Combating deforestation and ensuring sustainable supply of forest products are key to achieving the objective of the new European Green Recovery Alliance (GRA): a lower environmental impact, post-pandemic economy. This is the view of the FSC, which has joined the GRA, along with 180 representatives of businesses, industry associations, unions, government and NGOs, including IKEA, the WWF, the European Woodworking Industries Confederation (CEI-Bois) and Confederation of European Paper Industries (Cepi).
The GRA’s slogan is ‘Reboot and reboost our economies for a sustainable future’. It sees post pandemic economic recovery as an opportunity to rethink society and develop a ‘more resilient, protective and inclusive model of prosperity’. “All these requirements lie in an economy built around green principles,” says the GRA’s launch statement. To achieve this goal, it calls for recovery investment packages that accelerate transition to climate neutrality and healthy ecosystems. It commends national zero carbon development initiatives as the way forward, and also the European Green Deal, which targets net zero EU greenhouse gas emissions by 2050, biodiversity restoration and deforestation-free value chains.
Chief executive Kim Carstensen said the FSC was eager to support the GRA by providing knowledge, tools and expertise to accelerate the transition to a sustainable green recovery. “In this context, FSC is an effective solution to meet increasing demand for sustainable forest products, while preventing deforestation and adding economic, environmental and social value to forests and the people who depend on them,” he said.

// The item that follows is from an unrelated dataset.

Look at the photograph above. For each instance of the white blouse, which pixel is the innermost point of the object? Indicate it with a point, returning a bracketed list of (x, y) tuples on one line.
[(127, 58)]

The FSC could contribute to GRA goals by:
- Setting sustainable forest management standards as a cost effective way to tackle climate change and protect biodiversity
- Using its system to enable thriving deforestation-free supply chains
- Fostering certified renewable materials as a foundation for the circular bioeconomy
- Accelerating EU sustainable finance policies
- Demonstrating the impact of forest management on climate, biodiversity, water management and more.
Mr Carstensen added that the pandemic has heightened awareness of the dangers of deforestation and illegal wildlife trade. “In fact, when forests are destroyed and wild animals traded, the risk of spreading zoonotic viruses [which jump from other species to humans] can increase,” he said.
The opportunities and role for the sustainable tropical timber sector in building a new post-pandemic economic model will be the topic of this year’s STTC Conference, ‘Holding the line and moving forward – roots for green recovery’. The event takes place online on November 19.